Le troisième ouvrage abordé ici est "Berceuse" écrit en 2002. Cette fois, c'est l'histoire d'un journaliste qui découvre, au détour d'une enquête sur la mort subite du nourrisson, qu'un conte africain contenu dans un livre pour enfants donne à qui le lit le pouvoir de tuer celui qui l'entend. Accompagné d'une femme agent immobilière spécialisée dans la revente de maisons hantées, de sa secrétaire mystique et d'un éco-guerrier déjanté, il va partir dans tous les Etats-Unis à la recherche de chacun des livres contenant ce conte pour les détruire un à un. Mais rapidement l'idée n'est plus d'empêcher que de nouvelles morts ne surviennent mais au contraire d'être le seul possesseur de ce secret pour détenir le pouvoir suprême, celui de vie et de mort sur tout et tous. A cette occasion, rappelant d'une certaine manière la critique de Philippe Muray sur les "festivocrates ", il raconte à travers cette histoire atypique comment notre société subit le totalitarisme mou, la dictature du confort : "Ce bon vieux George Orwell a tout compris à l'envers. Big Brother ne surveille pas. Il chante et il danse. Il sort des lapins d'un chapeau. Big Brother est tout entier occupé à attirer votre attention à chaque instant dés que vous êtes éveillé. Il fait en sorte que vous soyez toujours distrait. Il fait en sorte que vous soyez pleinement absorbé. Il fait en sorte que votre imagination s'étiole. Jusqu'à ce qu'elle vous devienne aussi utile que votre appendice. Il fait en sorte que votre attention soit toujours remplie. Et avec le genre de nourriture dont on vous alimente, c'est pis que d'être surveillé. Comme le monde vous emplit toujours à tout instant, personne n'a plus à se soucier de ce qu'il a dans l'esprit. L'imagination de tous et de chacun bien atrophiée, personne ne sera plus jamais une menace pour le monde."

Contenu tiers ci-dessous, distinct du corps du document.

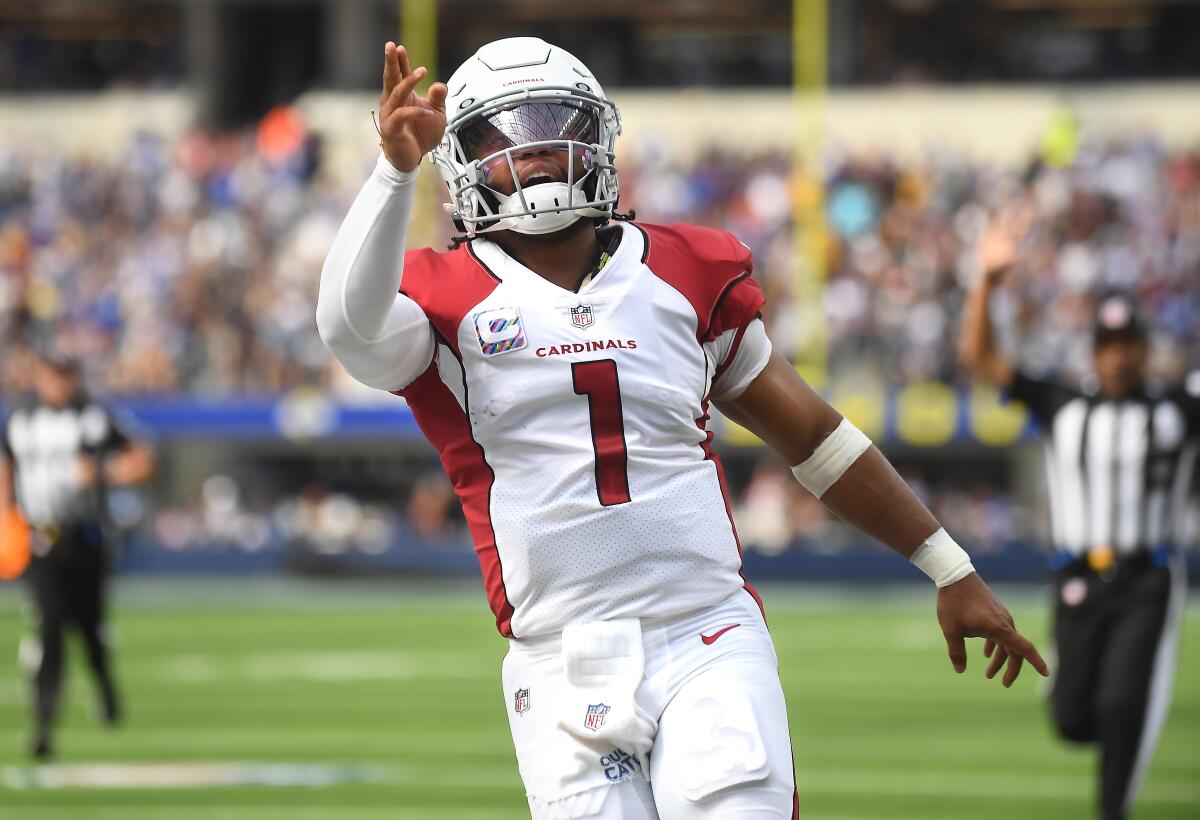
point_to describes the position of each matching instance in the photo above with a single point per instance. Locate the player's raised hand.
(409, 125)
(969, 609)
(1000, 239)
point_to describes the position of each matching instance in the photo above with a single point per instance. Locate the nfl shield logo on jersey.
(595, 717)
(581, 316)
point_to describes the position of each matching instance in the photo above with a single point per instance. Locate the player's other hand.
(409, 125)
(970, 609)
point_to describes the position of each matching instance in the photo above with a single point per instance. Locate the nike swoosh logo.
(711, 639)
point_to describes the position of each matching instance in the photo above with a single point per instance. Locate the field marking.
(184, 776)
(117, 812)
(975, 784)
(323, 666)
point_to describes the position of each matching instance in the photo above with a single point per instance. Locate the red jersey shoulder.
(447, 285)
(711, 268)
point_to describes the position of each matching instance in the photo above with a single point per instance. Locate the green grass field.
(391, 693)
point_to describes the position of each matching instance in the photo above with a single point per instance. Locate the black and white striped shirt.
(1117, 471)
(43, 446)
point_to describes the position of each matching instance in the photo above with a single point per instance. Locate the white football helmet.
(521, 96)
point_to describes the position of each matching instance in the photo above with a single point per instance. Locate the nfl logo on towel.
(595, 717)
(581, 316)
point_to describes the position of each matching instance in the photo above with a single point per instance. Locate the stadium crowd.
(191, 267)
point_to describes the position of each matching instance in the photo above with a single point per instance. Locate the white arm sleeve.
(381, 336)
(749, 360)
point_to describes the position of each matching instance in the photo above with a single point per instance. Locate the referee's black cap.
(1117, 318)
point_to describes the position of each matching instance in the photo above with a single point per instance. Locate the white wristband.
(942, 560)
(832, 458)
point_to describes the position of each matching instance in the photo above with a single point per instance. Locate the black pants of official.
(1108, 634)
(69, 591)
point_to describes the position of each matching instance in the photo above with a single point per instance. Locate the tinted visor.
(537, 121)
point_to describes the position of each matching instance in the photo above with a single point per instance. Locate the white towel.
(605, 664)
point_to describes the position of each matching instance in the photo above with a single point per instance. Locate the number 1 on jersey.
(598, 382)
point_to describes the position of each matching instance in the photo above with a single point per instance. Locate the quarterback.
(562, 359)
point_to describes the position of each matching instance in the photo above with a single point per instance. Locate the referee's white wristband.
(942, 560)
(832, 458)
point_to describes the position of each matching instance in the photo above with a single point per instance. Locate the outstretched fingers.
(997, 659)
(402, 94)
(1021, 647)
(390, 71)
(957, 648)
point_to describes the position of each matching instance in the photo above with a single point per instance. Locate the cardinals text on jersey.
(574, 424)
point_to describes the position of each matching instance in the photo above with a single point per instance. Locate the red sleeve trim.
(447, 286)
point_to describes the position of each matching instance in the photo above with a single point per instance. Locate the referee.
(61, 452)
(1120, 462)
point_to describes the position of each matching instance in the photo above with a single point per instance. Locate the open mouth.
(540, 178)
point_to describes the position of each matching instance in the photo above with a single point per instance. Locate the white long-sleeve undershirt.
(382, 337)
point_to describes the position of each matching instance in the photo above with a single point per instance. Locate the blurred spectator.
(192, 267)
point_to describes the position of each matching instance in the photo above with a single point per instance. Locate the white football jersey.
(574, 424)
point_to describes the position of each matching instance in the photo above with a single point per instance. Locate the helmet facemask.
(574, 130)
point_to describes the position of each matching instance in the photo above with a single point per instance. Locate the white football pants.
(721, 748)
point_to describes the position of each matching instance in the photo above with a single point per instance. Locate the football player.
(562, 359)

Au-delà de la diversité de ses livres, Chuck Palahniuk garde à l'esprit une idée principale : la critique acerbe d'un monde sans repères, sans envie, sans destin, sans volonté, sans valeurs… notre monde ! S'il est toujours difficile de se faire une idée précise d'un auteur juste avec une chronique, c'est-à-dire sans l'avoir lu, alors vous savez ce qu'il vous reste à faire… Et si ça vous a donné envie d'en savoir plus, d'en lire plus, alors n'hésitez pas !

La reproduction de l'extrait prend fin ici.